# Wild pigeons will not leave the nest.



## wadutoit (Jul 15, 2013)

Hello there

I started work in a high rise building about eight weeks ago and found two pigeon eggs on the fire escape. 

Periodically I would go out to check up on them. I watched them hatch and grow. They now they appear to have reached maturity. They're bigger than their mother already.

The problem that has arisen is that the two birds will not leave the nest. They fly around the fire escape and can see where their mother enters and exits, but they will not leave. 

When the mother comes to tend to her new eggs, the new birds mob her and press their beaks to hers while chirping frantically. She refuses to feed them anymore.

I'd like to know if this is normal behaviour for pigeons and if there is anything I can do to encourage them to venture out to find their own food. 

Many thanks for reading this.
Wesley


----------



## Jaye (Mar 13, 2008)

Hello, and thanks for your concern.

Eggs hatch at 18 days and babies fledge (start leaving the nest) at around 6 weeks old (sometimes adventurous ones do it at 5 and shy ones at 7). So what you describe sounds normal. 

They are taking short hops and flights now, but have not yet actually followed their parents out. I would expect that to happen in the next week or so. Also, unless they are looking weak and tired....they are still being fed by Mom or Dad. Perhaps you are just not seeing the times it is happening (?)

If you do not want a population explosion you could take one or both of the other eggs and discard them. Or if you just want to let things be, then I would imagine in a short time, maybe another week, the second clutch of eggs will hatch (usually 3 days apart).

Can you get a photograph of the area and the youngsters ?


----------



## wadutoit (Jul 15, 2013)

Hello Jaye

Thank you for your response, I really appreciate it. Turns out my concern was premature. The day after I posted one of the birds flew out, and the day after that the other left too. 

The mother now sits on her eggs without interference, and she seems comfortable with us looking in every now and then.

I wonder if I could move the babies down one flight of stairs after they've hatched where they won't be bothered by anyone and the mother can feed them even when we're out there. 

It was a new and pleasant experience for me seeing something be born, grow up and go out in to the world. 

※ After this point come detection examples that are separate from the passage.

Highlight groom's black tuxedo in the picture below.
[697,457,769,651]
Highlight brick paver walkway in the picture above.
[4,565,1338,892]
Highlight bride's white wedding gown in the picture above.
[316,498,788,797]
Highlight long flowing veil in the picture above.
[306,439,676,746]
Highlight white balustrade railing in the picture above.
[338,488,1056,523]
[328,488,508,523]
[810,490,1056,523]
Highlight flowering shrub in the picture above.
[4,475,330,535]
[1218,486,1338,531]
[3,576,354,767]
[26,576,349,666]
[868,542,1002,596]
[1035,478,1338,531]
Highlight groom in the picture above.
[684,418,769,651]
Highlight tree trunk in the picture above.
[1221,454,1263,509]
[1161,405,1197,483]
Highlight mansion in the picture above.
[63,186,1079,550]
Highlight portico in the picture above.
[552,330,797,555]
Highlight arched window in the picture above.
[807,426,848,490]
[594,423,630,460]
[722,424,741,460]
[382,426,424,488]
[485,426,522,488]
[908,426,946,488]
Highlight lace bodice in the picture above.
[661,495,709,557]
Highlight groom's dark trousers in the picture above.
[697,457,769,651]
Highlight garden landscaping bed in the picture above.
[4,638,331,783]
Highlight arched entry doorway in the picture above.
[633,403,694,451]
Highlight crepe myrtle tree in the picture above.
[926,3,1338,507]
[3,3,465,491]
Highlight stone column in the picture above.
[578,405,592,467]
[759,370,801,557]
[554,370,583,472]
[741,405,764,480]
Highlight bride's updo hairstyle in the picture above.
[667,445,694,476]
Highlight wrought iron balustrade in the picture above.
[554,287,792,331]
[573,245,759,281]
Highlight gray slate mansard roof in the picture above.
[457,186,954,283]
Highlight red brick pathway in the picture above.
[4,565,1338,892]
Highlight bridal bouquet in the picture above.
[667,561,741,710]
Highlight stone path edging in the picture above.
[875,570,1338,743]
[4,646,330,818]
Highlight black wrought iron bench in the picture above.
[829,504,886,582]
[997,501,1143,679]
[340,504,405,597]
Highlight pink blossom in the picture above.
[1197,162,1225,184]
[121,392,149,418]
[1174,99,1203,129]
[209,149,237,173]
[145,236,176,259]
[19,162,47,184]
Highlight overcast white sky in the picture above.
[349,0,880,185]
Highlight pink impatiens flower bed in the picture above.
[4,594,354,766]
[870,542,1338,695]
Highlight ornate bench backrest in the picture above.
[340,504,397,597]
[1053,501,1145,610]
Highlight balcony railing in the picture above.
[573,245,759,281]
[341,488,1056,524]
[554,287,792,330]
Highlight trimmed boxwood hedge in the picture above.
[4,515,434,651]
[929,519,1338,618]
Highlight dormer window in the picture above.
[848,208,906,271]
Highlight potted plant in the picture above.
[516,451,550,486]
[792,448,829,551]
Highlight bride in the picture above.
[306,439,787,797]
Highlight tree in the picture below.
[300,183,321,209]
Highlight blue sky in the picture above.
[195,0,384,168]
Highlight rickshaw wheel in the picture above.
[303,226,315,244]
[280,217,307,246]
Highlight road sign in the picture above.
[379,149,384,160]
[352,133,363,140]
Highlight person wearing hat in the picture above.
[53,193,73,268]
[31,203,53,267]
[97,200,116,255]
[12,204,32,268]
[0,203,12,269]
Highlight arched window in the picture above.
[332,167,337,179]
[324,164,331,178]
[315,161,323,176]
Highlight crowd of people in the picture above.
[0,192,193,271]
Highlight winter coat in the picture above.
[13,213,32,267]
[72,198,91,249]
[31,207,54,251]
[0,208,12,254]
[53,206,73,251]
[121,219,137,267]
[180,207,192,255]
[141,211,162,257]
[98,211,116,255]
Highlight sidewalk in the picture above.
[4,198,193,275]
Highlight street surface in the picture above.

Thanks again for your advice.


----------



## Jay3 (May 4, 2008)

Don't move them. If you do that the parents will usually abandon them. If the parents are uncomfortable with you being around, they could have chosen another place to lay the eggs. But if moved, or the nest disturbed, the babies will normally be left behind and will die. They parents will usually go elsewhere to start another nest.


----------



## wadutoit (Jul 15, 2013)

Ok, I'll leave them be. 

My Dad actually saved the two birds I'm talking about. The building's cleaners had placed them on a ledge when they were babies in order to clean the stairwell. We laid down paper and he picked them up and put them back in their place. Knowing now that mothers will abandon their babies if they're moved, he's probably to thank for their survival. 

Anyway, thanks for a great forum. 

Warm regards,
Wes


----------